Results aren’t instant. The psoas is a deep, dense muscle with strong fascial connections to the spine, and it takes weeks of consistent work to see lasting changes in resting length. Most people notice reduced stiffness when standing up within the first one to two weeks, with more significant improvements in pelvic alignment and back comfort over four to six weeks.

Stretching Alone Isn’t Enough

Stretching lengthens the psoas, but if the muscles that oppose it are weak, your pelvis will keep tilting forward and the tightness will return. The psoas pulls the pelvis into an anterior tilt; your glutes and deep abdominals pull it back. Strengthening both muscle groups alongside your stretching routine is what produces lasting change.

Glute bridges, where you lie on your back with knees bent and press your hips toward the ceiling while squeezing your glutes, directly counter the psoas pull. Dead bugs, where you lie face-up and slowly extend opposite arm and leg while keeping your back flat, train your core to stabilize the pelvis in the exact pattern the psoas disrupts. Adding two to three sets of each, a few times a week, makes your stretching significantly more effective over time.

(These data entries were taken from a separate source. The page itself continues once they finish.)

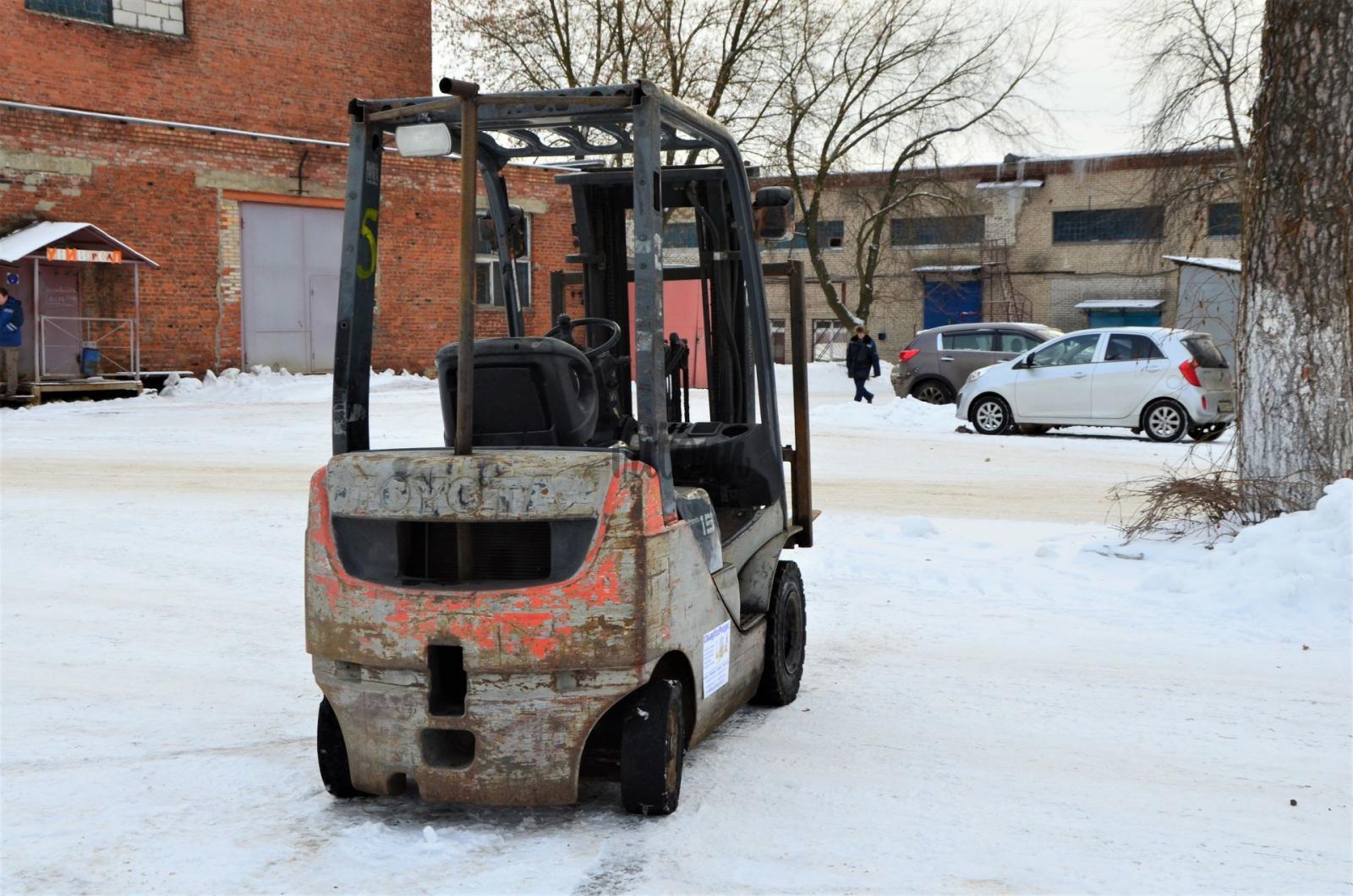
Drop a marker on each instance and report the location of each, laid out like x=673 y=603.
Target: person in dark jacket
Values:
x=861 y=360
x=11 y=337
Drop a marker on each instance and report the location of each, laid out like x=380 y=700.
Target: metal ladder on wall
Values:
x=999 y=290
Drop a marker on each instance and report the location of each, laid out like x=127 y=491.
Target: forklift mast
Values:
x=636 y=121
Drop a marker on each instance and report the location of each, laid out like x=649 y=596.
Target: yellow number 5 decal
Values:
x=369 y=218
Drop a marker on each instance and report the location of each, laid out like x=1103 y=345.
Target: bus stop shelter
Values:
x=81 y=329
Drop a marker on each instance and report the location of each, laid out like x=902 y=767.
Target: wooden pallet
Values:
x=71 y=389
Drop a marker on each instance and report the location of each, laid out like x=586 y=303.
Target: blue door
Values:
x=1123 y=317
x=950 y=302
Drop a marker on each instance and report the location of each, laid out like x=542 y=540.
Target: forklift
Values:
x=586 y=580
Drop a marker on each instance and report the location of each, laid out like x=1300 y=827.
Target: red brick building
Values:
x=210 y=135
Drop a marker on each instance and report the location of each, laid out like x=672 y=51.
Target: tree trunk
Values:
x=1295 y=346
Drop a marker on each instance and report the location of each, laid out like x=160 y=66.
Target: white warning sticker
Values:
x=716 y=658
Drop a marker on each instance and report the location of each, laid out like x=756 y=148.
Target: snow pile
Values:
x=1290 y=576
x=263 y=383
x=906 y=413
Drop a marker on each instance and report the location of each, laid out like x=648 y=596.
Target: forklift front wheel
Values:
x=785 y=637
x=653 y=745
x=333 y=754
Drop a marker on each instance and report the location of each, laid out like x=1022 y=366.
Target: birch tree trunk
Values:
x=1295 y=346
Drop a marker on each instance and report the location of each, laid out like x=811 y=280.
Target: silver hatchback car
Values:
x=1165 y=382
x=937 y=362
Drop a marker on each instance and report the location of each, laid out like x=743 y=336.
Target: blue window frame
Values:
x=1106 y=225
x=831 y=234
x=1224 y=220
x=944 y=231
x=680 y=234
x=98 y=11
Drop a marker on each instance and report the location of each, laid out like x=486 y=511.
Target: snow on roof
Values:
x=1120 y=303
x=42 y=233
x=1231 y=265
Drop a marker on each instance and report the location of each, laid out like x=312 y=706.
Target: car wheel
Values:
x=333 y=754
x=991 y=416
x=1165 y=421
x=653 y=745
x=933 y=393
x=786 y=636
x=1208 y=434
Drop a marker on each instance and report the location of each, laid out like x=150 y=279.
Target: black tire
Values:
x=994 y=412
x=1165 y=420
x=653 y=747
x=933 y=391
x=1208 y=434
x=333 y=754
x=786 y=637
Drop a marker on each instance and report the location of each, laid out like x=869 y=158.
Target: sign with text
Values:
x=106 y=256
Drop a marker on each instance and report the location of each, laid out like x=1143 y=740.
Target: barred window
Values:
x=1107 y=225
x=98 y=11
x=1224 y=220
x=942 y=231
x=680 y=234
x=489 y=292
x=831 y=234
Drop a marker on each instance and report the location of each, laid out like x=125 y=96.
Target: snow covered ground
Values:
x=999 y=696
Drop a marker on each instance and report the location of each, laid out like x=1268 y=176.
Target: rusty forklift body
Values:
x=583 y=578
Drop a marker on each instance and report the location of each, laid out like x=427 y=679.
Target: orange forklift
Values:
x=586 y=580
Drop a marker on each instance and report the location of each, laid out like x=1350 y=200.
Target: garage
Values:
x=290 y=283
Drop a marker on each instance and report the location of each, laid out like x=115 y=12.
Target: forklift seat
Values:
x=534 y=391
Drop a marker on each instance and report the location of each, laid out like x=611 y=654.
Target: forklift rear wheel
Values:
x=333 y=754
x=653 y=745
x=785 y=637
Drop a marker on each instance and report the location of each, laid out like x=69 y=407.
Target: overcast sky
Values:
x=1089 y=95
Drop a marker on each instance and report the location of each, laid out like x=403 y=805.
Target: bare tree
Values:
x=884 y=85
x=1296 y=315
x=721 y=56
x=1199 y=63
x=1199 y=72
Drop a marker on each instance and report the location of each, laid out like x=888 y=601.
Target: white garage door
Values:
x=290 y=258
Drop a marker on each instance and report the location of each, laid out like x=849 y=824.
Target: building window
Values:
x=157 y=17
x=1224 y=220
x=98 y=11
x=830 y=340
x=944 y=231
x=1107 y=225
x=489 y=292
x=680 y=234
x=831 y=234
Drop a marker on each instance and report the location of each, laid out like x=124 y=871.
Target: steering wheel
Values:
x=565 y=331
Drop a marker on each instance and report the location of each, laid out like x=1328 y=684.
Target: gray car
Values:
x=935 y=364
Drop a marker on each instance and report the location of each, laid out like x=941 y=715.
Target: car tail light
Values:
x=1190 y=371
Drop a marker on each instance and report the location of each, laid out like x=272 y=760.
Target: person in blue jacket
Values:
x=11 y=337
x=863 y=359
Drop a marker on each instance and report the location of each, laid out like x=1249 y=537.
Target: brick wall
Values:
x=234 y=65
x=1049 y=279
x=173 y=195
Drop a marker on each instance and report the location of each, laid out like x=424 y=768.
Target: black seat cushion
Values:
x=532 y=391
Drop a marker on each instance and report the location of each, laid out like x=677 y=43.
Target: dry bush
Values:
x=1186 y=500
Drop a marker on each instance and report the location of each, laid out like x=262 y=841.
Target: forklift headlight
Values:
x=423 y=139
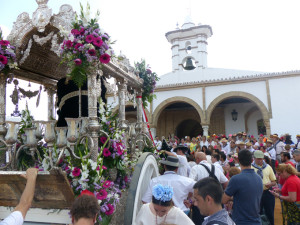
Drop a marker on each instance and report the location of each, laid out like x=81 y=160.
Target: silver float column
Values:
x=2 y=105
x=51 y=107
x=122 y=88
x=139 y=109
x=94 y=126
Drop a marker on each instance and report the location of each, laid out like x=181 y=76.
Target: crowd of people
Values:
x=247 y=173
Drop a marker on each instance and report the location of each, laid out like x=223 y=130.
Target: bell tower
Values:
x=189 y=46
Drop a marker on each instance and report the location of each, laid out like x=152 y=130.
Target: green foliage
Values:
x=149 y=84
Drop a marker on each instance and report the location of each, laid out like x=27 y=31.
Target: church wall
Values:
x=231 y=126
x=252 y=123
x=194 y=93
x=257 y=89
x=285 y=106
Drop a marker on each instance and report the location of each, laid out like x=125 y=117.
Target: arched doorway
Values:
x=190 y=128
x=179 y=119
x=238 y=111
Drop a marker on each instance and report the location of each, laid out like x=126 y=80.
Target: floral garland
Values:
x=86 y=47
x=149 y=84
x=8 y=59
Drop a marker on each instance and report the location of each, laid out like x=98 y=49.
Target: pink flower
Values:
x=82 y=31
x=107 y=184
x=78 y=62
x=75 y=32
x=3 y=59
x=102 y=194
x=92 y=52
x=69 y=44
x=76 y=172
x=103 y=139
x=106 y=152
x=105 y=58
x=98 y=42
x=86 y=192
x=110 y=210
x=4 y=42
x=89 y=38
x=78 y=45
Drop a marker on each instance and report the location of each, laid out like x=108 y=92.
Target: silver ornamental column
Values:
x=94 y=126
x=51 y=108
x=139 y=109
x=3 y=78
x=122 y=88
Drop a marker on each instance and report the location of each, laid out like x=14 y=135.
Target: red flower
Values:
x=107 y=184
x=76 y=172
x=4 y=42
x=86 y=192
x=78 y=62
x=106 y=152
x=78 y=45
x=105 y=58
x=102 y=194
x=89 y=38
x=69 y=44
x=111 y=209
x=82 y=31
x=103 y=139
x=75 y=32
x=97 y=42
x=3 y=59
x=92 y=52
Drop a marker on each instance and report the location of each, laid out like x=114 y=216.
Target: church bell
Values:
x=189 y=64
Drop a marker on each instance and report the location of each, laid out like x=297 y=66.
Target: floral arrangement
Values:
x=7 y=55
x=149 y=84
x=162 y=193
x=86 y=47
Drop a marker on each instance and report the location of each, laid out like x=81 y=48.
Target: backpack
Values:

When Tightness Might Be Something More

A tight psoas from sitting too much responds predictably to stretching: you feel stiff, you stretch, it improves. Psoas syndrome is a step beyond that. It involves pain in the lower back, groin, hip, or buttocks that worsens with activity and can make it painful to stand up straight. The pain sometimes radiates down the legs. If your symptoms match that pattern and stretching alone isn’t helping after a few weeks, a physical therapist can assess whether you’re dealing with tendon irritation, a snapping hip, or another issue in the area. First-line treatment for psoas syndrome still centers on stretching and strengthening, but a guided program can target the specific problem more precisely than general stretches.